Milwaukee-Madison high-speed rail is at the crux of Wisconsin Senate race, a contest crucial to Senate control.
OSHKOSH, WIS. - A proposed $810 million high-speed rail line funded by federal stimulus money that would link Wisconsin's two largest cities has become an emblem of the battle for control of the U.S. Senate.
Republicans say linking Milwaukee and Madison would waste taxpayer money, while Democrats call it an economic development project akin to the Interstate highway system.
The rail proposal, part of $8 billion in economic stimulus grants awarded earlier this year to 13 rail corridors, is among the initiatives pushed by President Obama that Sen. Russell Feingold, a three-term Democrat with a record of an independent streak, is defending this election season.
"This is, in fact, building a legitimate, environmentally sound infrastructure for the future of our state," Feingold, 57, told a group of business leaders in Madison.
Feingold is planning to face Ron Johnson, a plastics executive seeking public office for the first time, in the November election. Johnson, 55, says the rail line is an example of excessive Washington spending.
"Wisconsin taxpayers will be on the hook for about $10 million per year for a costly train that few will ride," he said, calling instead for shoring up existing infrastructure.
Feingold's fight to hold his seat is a measure of the difficulty Democrats face in November.
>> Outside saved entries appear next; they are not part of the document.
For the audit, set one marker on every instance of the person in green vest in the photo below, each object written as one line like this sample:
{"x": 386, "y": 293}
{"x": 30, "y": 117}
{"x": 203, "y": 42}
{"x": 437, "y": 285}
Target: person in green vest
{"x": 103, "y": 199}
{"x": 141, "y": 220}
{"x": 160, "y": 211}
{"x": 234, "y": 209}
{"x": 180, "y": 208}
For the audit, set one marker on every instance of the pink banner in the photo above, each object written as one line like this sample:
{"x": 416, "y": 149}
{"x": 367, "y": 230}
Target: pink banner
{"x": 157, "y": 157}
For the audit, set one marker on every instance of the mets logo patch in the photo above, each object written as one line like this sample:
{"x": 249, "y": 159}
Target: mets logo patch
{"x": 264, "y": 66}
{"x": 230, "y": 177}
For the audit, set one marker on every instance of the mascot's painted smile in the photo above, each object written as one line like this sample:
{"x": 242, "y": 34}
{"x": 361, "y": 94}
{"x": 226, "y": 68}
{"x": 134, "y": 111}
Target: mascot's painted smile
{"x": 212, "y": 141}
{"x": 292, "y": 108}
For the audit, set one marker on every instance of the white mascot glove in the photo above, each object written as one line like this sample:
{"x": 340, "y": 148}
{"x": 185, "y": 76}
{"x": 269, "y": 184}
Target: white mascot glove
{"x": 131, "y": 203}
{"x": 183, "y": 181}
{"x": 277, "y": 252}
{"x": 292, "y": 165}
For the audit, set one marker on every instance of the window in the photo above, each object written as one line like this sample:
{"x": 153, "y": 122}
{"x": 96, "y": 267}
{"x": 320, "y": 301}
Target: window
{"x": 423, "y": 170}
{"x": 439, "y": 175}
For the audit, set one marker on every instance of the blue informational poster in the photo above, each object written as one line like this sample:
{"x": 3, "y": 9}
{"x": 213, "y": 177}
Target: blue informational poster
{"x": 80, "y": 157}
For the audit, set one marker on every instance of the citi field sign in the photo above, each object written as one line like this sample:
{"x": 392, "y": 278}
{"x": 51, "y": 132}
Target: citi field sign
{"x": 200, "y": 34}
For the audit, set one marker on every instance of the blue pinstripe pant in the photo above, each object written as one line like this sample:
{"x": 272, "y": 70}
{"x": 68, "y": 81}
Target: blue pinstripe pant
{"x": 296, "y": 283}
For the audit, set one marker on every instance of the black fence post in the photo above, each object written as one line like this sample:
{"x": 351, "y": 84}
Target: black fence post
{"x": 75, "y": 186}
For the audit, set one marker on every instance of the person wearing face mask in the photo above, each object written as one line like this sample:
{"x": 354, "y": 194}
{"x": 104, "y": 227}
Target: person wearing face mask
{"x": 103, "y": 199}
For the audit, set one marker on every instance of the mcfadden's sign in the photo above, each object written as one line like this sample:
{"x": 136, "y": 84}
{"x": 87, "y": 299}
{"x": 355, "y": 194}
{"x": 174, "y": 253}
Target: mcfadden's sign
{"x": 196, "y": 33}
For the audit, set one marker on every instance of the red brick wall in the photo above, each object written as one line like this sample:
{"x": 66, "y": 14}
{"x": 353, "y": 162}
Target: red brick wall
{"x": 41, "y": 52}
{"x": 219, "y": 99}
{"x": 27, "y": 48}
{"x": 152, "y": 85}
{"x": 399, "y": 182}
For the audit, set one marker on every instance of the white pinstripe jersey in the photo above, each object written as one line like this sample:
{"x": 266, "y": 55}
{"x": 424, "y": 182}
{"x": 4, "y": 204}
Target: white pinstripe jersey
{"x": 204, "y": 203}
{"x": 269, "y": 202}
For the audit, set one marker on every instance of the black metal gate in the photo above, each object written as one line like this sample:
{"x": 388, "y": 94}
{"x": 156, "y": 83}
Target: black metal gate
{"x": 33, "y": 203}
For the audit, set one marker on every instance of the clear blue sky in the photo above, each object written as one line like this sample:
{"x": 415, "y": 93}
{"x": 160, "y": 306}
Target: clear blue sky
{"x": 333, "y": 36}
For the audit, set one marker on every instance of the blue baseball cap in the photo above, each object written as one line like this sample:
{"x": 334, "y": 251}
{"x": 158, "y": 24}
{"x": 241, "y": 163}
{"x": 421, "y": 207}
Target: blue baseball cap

He was considered a safe incumbent earlier this year.
"Wisconsin is an evenly divided state, and neither Republicans nor Democrats have a clear advantage," said Thomas Holbrook, a political science professor at the University of Wisconsin, Milwaukee. "Although Feingold has a maverick image, he is a pretty liberal Democrat."
The nonpartisan Cook Political Report in Washington moved its ranking of the Wisconsin race from leaning Democratic to toss-up, one of 13 Senate contests nationally with that designation. A Rasmussen Reports survey Aug. 24 showed a statistical tie between Feingold and Johnson, the leading Republican candidate in Wisconsin's Sept. 14 primary.
While Feingold is selling the Democrats' actions over the past 19 months, he's also shown his maverick tendencies.
He was the lone Democrat to oppose a bill aimed at strengthening regulation of Wall Street, one of Obama's top legislative initiatives, saying it wasn't tough enough. His desire for a government-run insurance program, called the public option, complicated White House efforts to pass health-care overhaul legislation.
Feingold also voted against confirming Ben Bernanke for a second term as chairman of the Federal Reserve and opposed Timothy Geithner's confirmation as Treasury secretary.
"He has never been part of the Democratic establishment," said Jeff Mayers, president of the Internet site WisPolitics.com.
Johnson is following Republican attack lines used nationally, including criticizing Feingold's support of the health-care overhaul, which he wants repealed, and last year's stimulus bill. "There is such a high level of uncertainty in this economy right now that it has just frozen everyone," he said.
Feingold says Johnson is "on the side of the very elite, well-to-do people, and he wants bigger tax cuts for himself." Feingold also presents Johnson as outside the mainstream because he has ties to the Tea Party, a coalition of voters seeking limits on government spending, taxes and debt.
Johnson, a native of neighboring Minnesota, said his relationship with the Tea Party is minimal, although he welcomes its support.
"The people I see at those rallies are good, honest, hard-working, taxpaying, patriotic Americans that absolutely share my concern for the direction of this country," he said.